Juan Antonio Rosado
Las meras imágenes, las simples fotografías o películas poco dicen, en sí mismas, de la realidad. La riqueza y complejidad de la expresión verbal no podrán sustituirse por una imagen. Quienes sostienen: “una imagen dice más que mil palabras” o se equivocan o intentan engañar a los espectadores. ¿Para qué pensar en la realidad? ¿Para qué interpretarla por medio del lenguaje articulado? ¿Para qué estructurar un texto si allí está la imagen, que expresa, según ellos, “más que mil palabras”? La representación pictórica o fotográfica puede siempre interpretarse de muchas formas, por su polisemia implícita. La escritura clara y concisa, descriptiva, expositiva o explicativa, funciona como memoria permanente. Mediante la expresión verbal, le otorgamos coherencia y unidad al mundo: lo representamos y organizamos, lo narramos, le otorgamos un orden, una forma, lo hacemos coherente. ¿Qué sabríamos hoy de Sócrates, quien nunca escribió, si Platón o Jenofonte no hubiesen escrito sobre él? ¿Sabríamos de Hipatia sin la escritura? De Jesucristo, cuya historicidad nadie ha comprobado, sólo sabemos lo que fue escrito sobre él: textos que constantemente se contradicen (comparemos, por ejemplo, los evangelios de Tomás o Felipe con los llamados “evangelios canónicos” o con lo que imaginó Saulo de Tarso). Las imágenes o representaciones de este personaje vinieron mucho después de las escrituras. Y justo la escritura recuperó una imagen y la hizo prevalecer a lo largo de siglos. Religiones, tendencias políticas, sistemas judiciales han sido organizados y justificados con la expresión verbal.
El meollo del asunto, sin embargo, no es la imagen como tal, sino su desamparo. Una imagen aislada no dice más que mil palabras porque las palabras la hacen vivir. Una imagen aislada es vulnerable, débil, proclive a la manipulación, a que cualquiera invente lo que sea sobre ella. Los ejemplos sobran. Cuando ocurrió el derrumbe de las Torres Gemelas en Nueva York, algunos medios presentaron un video en que se observaban a unas mujeres islámicas que bailaban y reían.

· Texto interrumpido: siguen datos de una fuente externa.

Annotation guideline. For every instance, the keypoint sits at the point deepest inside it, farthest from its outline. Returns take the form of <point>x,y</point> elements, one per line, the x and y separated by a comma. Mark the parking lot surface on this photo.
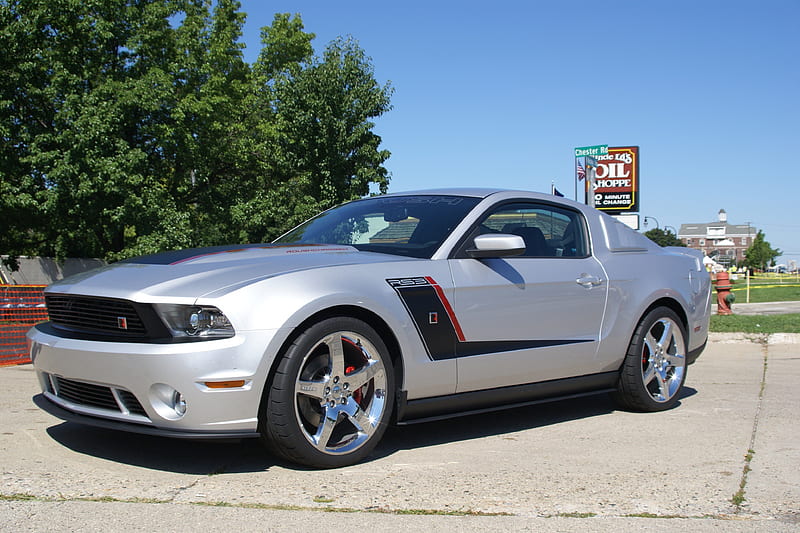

Con palabras, se les dijo a la llamada “opinión pública” y a los espectadores que esas mujeres celebraban el derrumbe de las Torres. Tiempo después se descubrió que esas islámicas celebraban una festividad religiosa y que el video se había realizado muchos años antes del derrumbe de las Torres. Otro ejemplo: hace relativamente poco, un embaucador puso en Internet la imagen de dos niños orientales. El niño lloraba desesperado mientras la hermanita mayor lo consolaba. El embaucador, con palabras, dijo que esos niños eran víctimas del tsunami y que habían perdido a sus padres; daba datos y señales. Luego solicitaba dinero para ayudar a los pobres huérfanos. Tiempo después, el fotógrafo verdadero descubrió el uso que se le daba a su foto y denunció el fraude. El niño lloraba porque los padres habían salido sólo unos momentos, pero luego regresarían y todo volvería a la normalidad. El embaucador se aprovechó de una tragedia para manipular a la gente mediante una imagen desamparada acompañada de palabras (no importa si son decenas, cientos o miles). Lo mismo hacen las religiones: presentan imágenes y nos explican, a su conveniencia, lo que significan, su sentido “verdadero”. Toda imagen requiere expresión verbal, y todo texto, contexto. Por ello, poco o casi nada dice una imagen sin el pie que suele acompañarla. La leyenda “una imagen dice más que mil palabras” es demagógica por sí misma, como cualquier discurso efectista y alejado de la realidad.